Performance appraisal has become a nightmare these days, and it all starts with setting the KPIs. From my perspective many people miss the whole game in the start itself, i.e to identify what is the KPI they actually need. Many of the KPIs I have seen is just for the sake of giving a KPI and it doesn’t reflect where the company wants to go. For me the objective of any business is to make money NOW and in the FUTURE until unless you are running a charity organization. Does the KPI you set relate to this objective?. In most cases – NO. Even though it may start with this motive from the top, once it gets drill down to the bottom, it actually deviates from the real purpose and it becomes a namesake. I have come across a scenario where two people from the same department had conflicting KPIs and they were fighting each other across the table to meet their KPIs!
So what happens here? Many organizations make a mistake saying that minimum this much KPIs (in numbers) should be there. This actually force the people to invent KPIs which maybe irrelevant to business and this dilutes the whole purpose. And once these invented KPIs comes into picture then the poor employee has no choice other than start running to meet these. And every employee or manager is busy meeting their KPI (invented!!!) and forget the purpose of business. I have heard a saying that local optimization leads to global sub optimization and I always felt that this is very true when you look from a KPI point of view. Every one in every department is busy optimizing their area (or meeting the KPI) but this actually leads to sub optimization of the whole company. I have come across a scenario in an organization where I saw the buyers in purchasing department where chasing all the open orders and forcing the suppliers to bring the item asap irrespective of their lead time. I was curious to understand the motive behind this and came to know that the buyers had a KPI to close all open orders! (local optimization). But what actually happens on the other side is, the cash flow of the company is seriously affected (global sub optimization). And many of these may end up in your inventory without usage and that can be another KPI…..

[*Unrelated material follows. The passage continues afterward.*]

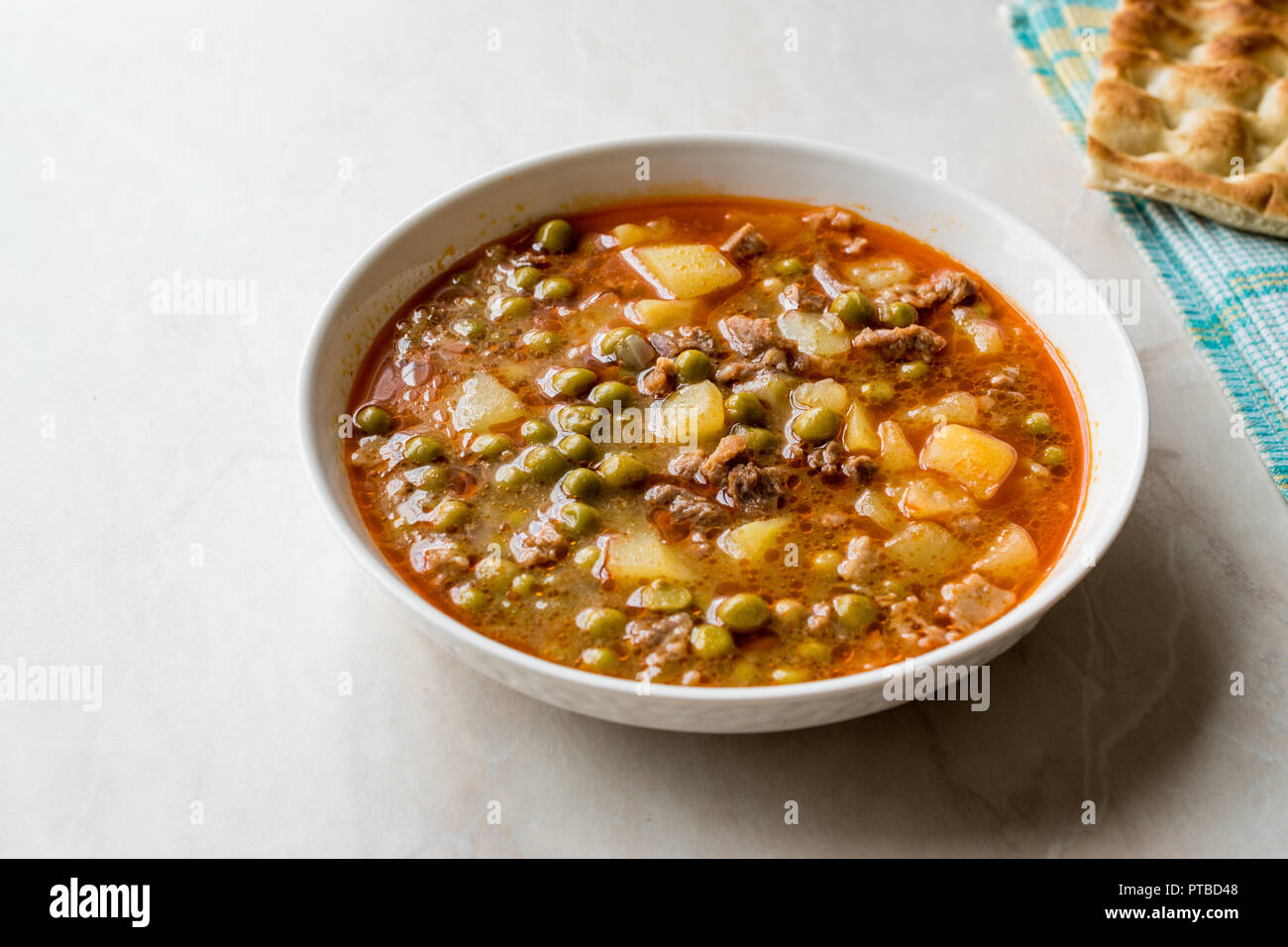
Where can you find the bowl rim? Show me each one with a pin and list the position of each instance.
(1026, 611)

Is the employee actually responsible for this? I would say NO, because as I mentioned earlier in many cases, they don’t have a choice but to just run around to meet the invented KPIs. So I think the organization should be more vigilant on providing the KPIs. It should be well studied before given to the employees and especially when you tag the performance to your pay. I have also seen the organizations which actually cant align the KPIs in the root stage are going for complex performance management method like Balance Score Card. This is actually suicidal.
The key here is as always go to the basics, understand what you actually want and set the KPIs which allows you to be successful and which helps your business to grow. And if you cant achieve this then better stay away from it rather than punishing your employees and wasting their precious time.